Unlike the motor-driven boats that have a central source of power, the Level 2 training boat got its thrust from the rowing all the sailors did. Instead of having the trainers as central to the learning process, expertise, experience and insights were collated from among the participants in order to come up with a common understanding of the what, why, and how of Strategic Planning, Financial Management, and Personnel and Performance Management. While the success of the sail was due to the synchronous rowing and determination from all, we must specifically acknowledge the priceless contributions of the Impact Program Manager Pauline Wambeti, the Finance Manager Francis Kizito, and HR Manager Mwita Babere in Strategic Planning, Finance Management and Personnel and Performance Management modules of the PMT2 Curriculum respectively.

The sailing experience

As it is, a calm sea never makes good sailors. The sail was characterized by storms – brainstorms. The group discussions and learning activities provoked participants into thinking about their practices in project management from a different perspective. Due to the winds, rowing in the same way was found not to work in some situations thus provoking many to develop more creative and objective problem solving methods. Amazing discussions came up about many aspects of how Nuru Kenya currently works and some wonderful suggestions were put across for further exploration and possible adaptation. While there were many questions answered, there are still others that needed deeper deliberations with technical groups such as the HR on standardizing performance evaluations as well as offering constant support to managers. To such, ways of providing support in several issues are being deliberated. Regarding strategic planning, participants were able to learn and practice various approaches to make strategic plans for projects, including budgeting as well as how to staff projects. The participating leaders also took time to evaluate their existing practice in project management, which resulted in an appraisal of areas of excellence and strategies for improving areas of weakness. Such suggestions include organizing subsequent training sessions that are specific to the area of need. The most interesting part of the sail was how the sailors kept to the rowing. In learning activities that needed much more time and work, the participants illustrated interest and commitment to acquiring knowledge, skills and attitudes to become better managers.  Full attendance, teamwork, active participation and engagement helped the sail be a success.

The destination

Unlike other boats, our Level 2 training boat is not expected to ever dock! By the end of the trainings Joel, the Ag Operations Manager, had already started using Smartsheet as he did his planning on it. Jane, the Leadership Program Manager also applied the same skills by uploading the Quarter 2 Program goals on Smartsheet with amazing precision. As opposed to the common perception that training only happens and ends in the training halls, trainees are expected to keep going on long after the formal training. While our IT team is exploring the online learning platforms we could use to continue the discussions, we have a resource center on dropbox where participants can refer for more information on various topics.

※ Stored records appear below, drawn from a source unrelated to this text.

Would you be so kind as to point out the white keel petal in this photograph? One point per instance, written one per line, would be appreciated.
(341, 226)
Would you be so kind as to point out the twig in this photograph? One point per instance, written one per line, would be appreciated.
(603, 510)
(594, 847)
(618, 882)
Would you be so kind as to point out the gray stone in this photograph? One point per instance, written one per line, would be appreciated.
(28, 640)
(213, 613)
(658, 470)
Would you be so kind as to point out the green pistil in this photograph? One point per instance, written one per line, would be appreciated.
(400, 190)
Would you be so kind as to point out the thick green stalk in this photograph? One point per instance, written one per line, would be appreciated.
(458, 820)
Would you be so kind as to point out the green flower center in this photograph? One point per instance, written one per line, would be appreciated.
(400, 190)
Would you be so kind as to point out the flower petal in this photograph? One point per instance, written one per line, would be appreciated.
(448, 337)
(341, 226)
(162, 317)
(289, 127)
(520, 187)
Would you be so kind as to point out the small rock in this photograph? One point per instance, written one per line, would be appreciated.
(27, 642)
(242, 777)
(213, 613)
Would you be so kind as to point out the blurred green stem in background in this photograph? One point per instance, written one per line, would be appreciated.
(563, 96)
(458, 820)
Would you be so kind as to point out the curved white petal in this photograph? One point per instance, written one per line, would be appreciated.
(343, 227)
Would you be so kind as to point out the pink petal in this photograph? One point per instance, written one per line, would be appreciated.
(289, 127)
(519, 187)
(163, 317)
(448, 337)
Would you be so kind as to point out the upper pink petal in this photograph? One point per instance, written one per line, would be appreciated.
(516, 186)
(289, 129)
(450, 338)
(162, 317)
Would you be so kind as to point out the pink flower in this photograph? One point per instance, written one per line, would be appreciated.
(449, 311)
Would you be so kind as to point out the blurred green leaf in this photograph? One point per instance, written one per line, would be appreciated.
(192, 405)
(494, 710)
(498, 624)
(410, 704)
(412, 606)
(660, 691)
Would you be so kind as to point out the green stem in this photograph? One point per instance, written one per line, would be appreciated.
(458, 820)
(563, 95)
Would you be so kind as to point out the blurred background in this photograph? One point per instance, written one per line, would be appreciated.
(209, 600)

A priority for these trainings is to establish a lifelong learning culture among the leaders in Nuru Kenya.

Our future in sailing

While we are glad for the storms that we have experienced in the trainings, we also acknowledge that there are some that we should have avoided as not all contributed positively to the learning process. The major one was time allotted in comparison with the objectives to be covered. In our subsequent sails, a more accurate estimate of time needs to be in place so as to avoid detours and or shortcuts that could harm the expected outcomes.

Level 2 Training team, Daniel Gisiri, Robert Ndiritu and the entire Leadership Team is glad to take on the task of keeping the sail on!